— Неделю сидела. Шимон за дверь, я — в Памятную книгу. Здесь и мои, и твои.
— Мои? По еврейской линии у меня только дядя погиб, остальные — по сталинской.
— Дядю сдадим. Я прихватила с собой пустые формуляры.
Моими Мауд считала детей, которые рисовали с Фридл. Рассказы о них надлежало поместить в графу «дополнительная информация», вместо отсутствующих фотографий вклеить рисунки. Не совсем, конечно, по протоколу, но у выжившей обязаны принять все.
— Выжившей не из ума, разумеется, — пошутила Мауд, приглаживая седой чубчик перед выходом в свет. — Как я выгляжу?
До ксерокопировальной конторы надо было идти в гору. Мауд ходкая. Со спины ее можно принять за подростка. Короткая стрижка, клетчатая рубаха заправлена в брюки, легкий шаг. Она ходит пешком по пять километров в день, иногда, опять-таки тайком от Шимона, ездит на велосипеде.
Мы сдали фотографии. Групповые Мауд велела увеличить, снять с каждой по пять копий. На всякий случай.

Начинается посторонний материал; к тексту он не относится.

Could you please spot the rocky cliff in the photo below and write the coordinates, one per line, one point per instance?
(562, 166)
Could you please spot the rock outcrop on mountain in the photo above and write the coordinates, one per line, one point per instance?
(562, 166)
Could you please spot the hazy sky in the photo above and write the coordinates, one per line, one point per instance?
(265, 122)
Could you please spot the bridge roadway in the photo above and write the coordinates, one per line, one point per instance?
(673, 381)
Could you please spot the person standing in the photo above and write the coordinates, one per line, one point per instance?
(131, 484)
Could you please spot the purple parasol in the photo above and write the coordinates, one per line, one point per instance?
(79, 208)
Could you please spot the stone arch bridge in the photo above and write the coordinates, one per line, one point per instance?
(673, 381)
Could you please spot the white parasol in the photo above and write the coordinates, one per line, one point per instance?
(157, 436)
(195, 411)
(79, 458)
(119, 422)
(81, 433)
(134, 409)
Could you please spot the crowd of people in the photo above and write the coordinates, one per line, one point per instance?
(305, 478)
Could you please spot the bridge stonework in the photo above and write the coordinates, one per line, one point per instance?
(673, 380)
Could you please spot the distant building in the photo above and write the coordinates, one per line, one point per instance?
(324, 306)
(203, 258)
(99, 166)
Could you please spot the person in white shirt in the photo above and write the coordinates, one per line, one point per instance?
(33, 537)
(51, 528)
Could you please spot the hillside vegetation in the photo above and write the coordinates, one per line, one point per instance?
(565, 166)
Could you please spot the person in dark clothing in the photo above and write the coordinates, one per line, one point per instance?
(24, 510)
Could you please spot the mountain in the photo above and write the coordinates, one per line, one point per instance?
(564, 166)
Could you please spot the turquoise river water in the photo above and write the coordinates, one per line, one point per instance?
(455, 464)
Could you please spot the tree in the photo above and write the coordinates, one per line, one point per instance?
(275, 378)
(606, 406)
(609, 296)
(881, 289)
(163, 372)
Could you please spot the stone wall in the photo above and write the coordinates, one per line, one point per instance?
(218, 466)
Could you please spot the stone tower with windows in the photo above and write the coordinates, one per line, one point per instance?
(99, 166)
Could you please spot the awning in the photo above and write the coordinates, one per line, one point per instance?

Процесс шел медленно. Мауд проверяла качество каждого ксерокса. Все должно быть сработано раз и навсегда. Даже если мир рухнет, Яд Вашем выстоит.
Я не спорила.
Вернувшись, мы выпили чайку и принялись за дело.
— Сначала детей из твоего списка, это самое трудоемкое. Из-за рисунков. Кстати, на каком языке пишем?
— На английском.
— Почему не на иврите? Считаешь, что Израиль рухнет?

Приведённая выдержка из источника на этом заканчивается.